CF 335E - Counting Skyscrapers
Rating: 2800
Tags: dp, math, probabilities
Solve time: 2m 50s
Verified: no
Solution
Problem Understanding
We have a sequence of skyscrapers, each with a height chosen randomly and independently according to a geometric distribution where floor i exists with probability 2⁻ⁱ. The number of skyscrapers is unknown, but uniformly distributed between 2 and 314!. We are asked to relate two counting strategies across these skyscrapers.
Alice walks linearly, incrementing her counter by 1 for each skyscraper she passes. Bob uses zip lines between matching floors to skip buildings, but only up to a maximum floor h. When Bob uses a zip line from floor i, he adds 2_i_ to his counter. Given either Alice’s final counter or Bob’s final counter, we must compute the expected value of the other’s counter.
The input is given as a name ("Alice" or "Bob") and two integers. If the name is "Alice", the integer represents Alice’s counter; if "Bob", it represents Bob’s counter. The second integer, h, represents the highest floor Bob is willing to use. The output is a real number, the expected value of the unknown counter.
Constraints tell us that the number of skyscrapers can go up to 30,000 and Bob's maximum floor is at most 30. This implies we need an algorithm that scales linearly with the number of skyscrapers and possibly linearly with the floor height for probability calculations. Brute-force enumeration of all skyscraper sequences is impossible due to factorial-sized range for the number of buildings.

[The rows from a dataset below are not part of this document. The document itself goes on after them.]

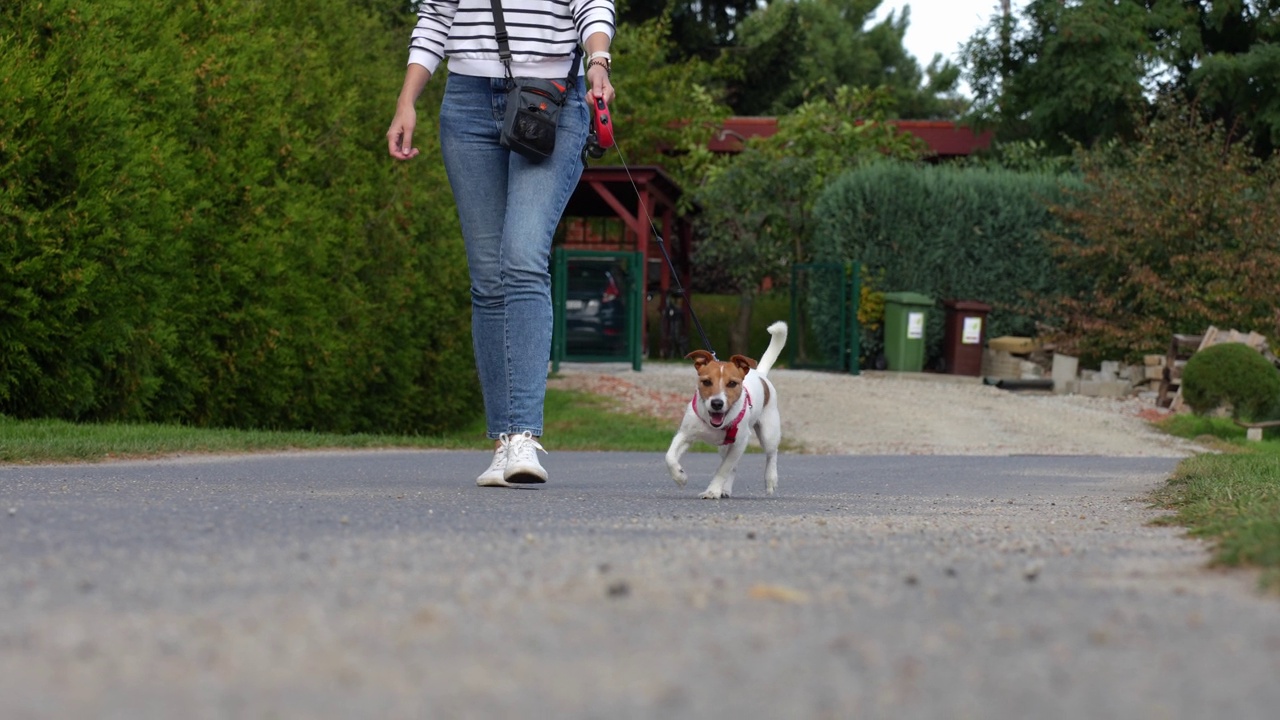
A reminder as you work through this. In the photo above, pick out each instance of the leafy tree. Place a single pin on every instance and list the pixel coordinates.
(794, 50)
(757, 210)
(666, 110)
(1068, 73)
(1171, 233)
(1064, 73)
(699, 28)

Edge cases arise when Bob cannot use any zip lines (h=0) or when all skyscrapers are height 1. A naive approach might assume uniform floor heights or ignore the probabilistic distribution of heights, giving biased expectations.
Approaches
A brute-force approach would try generating all possible sequences of skyscraper heights consistent with Alice’s or Bob’s counter and calculate the other’s counter for each. For Alice, this is simple linear counting; for Bob, we would simulate each zip line traversal. The number of height sequences grows exponentially with the number of skyscrapers and floors, making this approach infeasible. Even with memoization, iterating over 2³⁰ heights per building leads to unacceptable complexity.
The key insight is to model the problem using probabilities. Since skyscraper heights are independent and geometrically distributed, we can precompute the probability that Bob uses a zip line of a given floor and how that affects his counter. If Alice’s counter is known, we can compute the expected contribution to Bob’s counter by summing over the expected value for each building traversed, accounting for the geometric distribution of heights. Conversely, if Bob’s counter is known, we can model a generating function to compute the expected number of skyscrapers that would give rise to that counter.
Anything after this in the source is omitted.